A well-known benchmark dataset for machine learning is the IMDB Movie Review Dataset. There are 50,000 written reviews that are labeled positive (good movie) or negative. Therefore, the dataset can be used to create a sentiment analysis model.
The Keras library has a pre-packaged version of the dataset but I wanted to generate training and test data myself, directly from the 50,000 source text files.
As I expected, generating the data from source material was very tricky and time-consuming. But I definitely learned a lot about processing files using Python.
I wrote a program called make_data_files.py that does just that. First I read 12,500 positive training reviews, 12,500 negative training reviews, 12,500 positive test reviews, and 12,500 negative test reviews into memory. Next I created a vocabulary dictionary of distinct words where the key is a word (like ‘the’) and the value is the rank by frequency (‘the’ is 1 because it’s most common).
I used the vocabulary dictionary to encode the raw text because neural models only understand numbers. I followed the Keras format mostly. Keras uses a value of 0 for padding when making all reviews the same length. Keras uses a value of 1 to indicate start of sequence — this is useless so I dropped 1. Keras uses 2 to indicate “out-of-vocabulary”, an unknown word, and so did I.
Each encoded word is offset by 3. So ‘the’ maps to 1 (most frequent), but is encoded as 1 + 3 = 4. This allows the 0, 1, 2 to be used. Weirdly, in the Keras scheme 3 is never used. OK, whatever.

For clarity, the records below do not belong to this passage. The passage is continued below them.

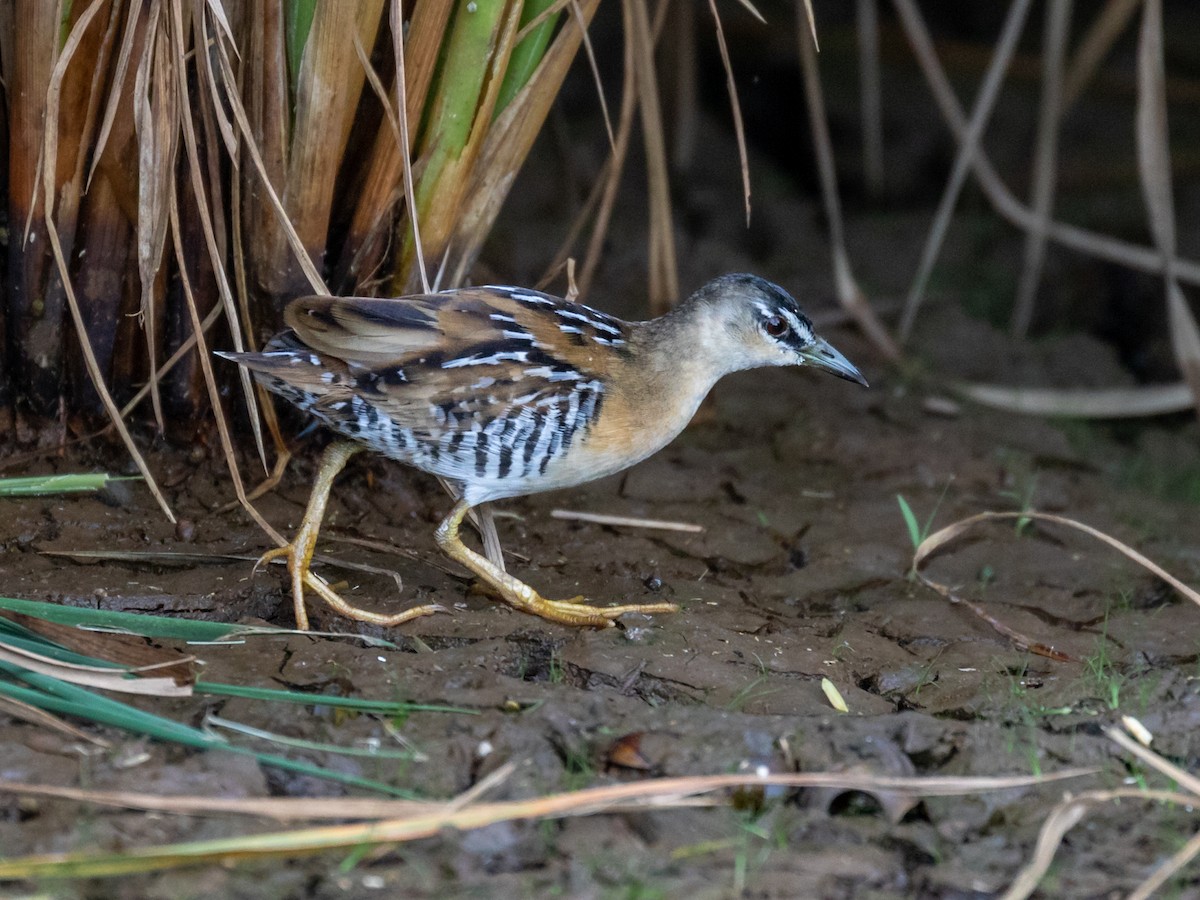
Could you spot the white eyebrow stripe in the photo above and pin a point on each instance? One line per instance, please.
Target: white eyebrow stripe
(798, 327)
(597, 323)
(535, 299)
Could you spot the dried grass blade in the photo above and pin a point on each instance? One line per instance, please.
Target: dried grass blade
(735, 106)
(625, 521)
(664, 274)
(281, 809)
(592, 64)
(1096, 43)
(1083, 403)
(870, 94)
(93, 676)
(610, 181)
(969, 145)
(370, 229)
(941, 538)
(460, 118)
(509, 138)
(1061, 820)
(204, 207)
(205, 360)
(1167, 870)
(281, 216)
(400, 121)
(996, 191)
(813, 23)
(1156, 761)
(156, 124)
(324, 117)
(31, 714)
(49, 167)
(1045, 157)
(1067, 815)
(119, 75)
(850, 294)
(1155, 168)
(658, 793)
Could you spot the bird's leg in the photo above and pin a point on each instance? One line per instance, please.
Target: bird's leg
(522, 597)
(299, 551)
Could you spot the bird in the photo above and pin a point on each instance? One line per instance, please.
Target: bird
(505, 391)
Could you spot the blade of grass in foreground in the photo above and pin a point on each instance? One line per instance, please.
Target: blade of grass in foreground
(191, 630)
(45, 485)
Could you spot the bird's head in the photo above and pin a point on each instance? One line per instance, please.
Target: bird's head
(767, 327)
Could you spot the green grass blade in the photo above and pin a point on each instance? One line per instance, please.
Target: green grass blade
(298, 24)
(363, 705)
(138, 623)
(528, 53)
(910, 521)
(43, 485)
(65, 699)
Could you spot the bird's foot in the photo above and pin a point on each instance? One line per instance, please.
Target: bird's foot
(298, 561)
(580, 613)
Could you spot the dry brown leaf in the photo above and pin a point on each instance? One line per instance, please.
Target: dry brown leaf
(850, 294)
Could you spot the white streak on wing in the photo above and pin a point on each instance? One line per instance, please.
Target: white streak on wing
(521, 297)
(798, 327)
(549, 430)
(599, 322)
(552, 376)
(493, 360)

After doing some experiments, I realized that the Keras version of the IMDB data has a different train-test split from the source data. For example, the raw data (from http://ai.stanford.edu/~amaas/data/sentiment/) has a short six-word negative review, “read the book forget the movie”) in the negative test data (file 6850_2.txt), but the Keras dataset stores this review as a negative training review. I’m not sure why this is so.
The moral of the story is that using pre-packaged data when exploring machine learning is convenient, but is a realistic scenario you have to generate data yourself and it’s almost always very difficult (and not very much fun — but developers’ definitions of fun are a bit different from those of ordinary people).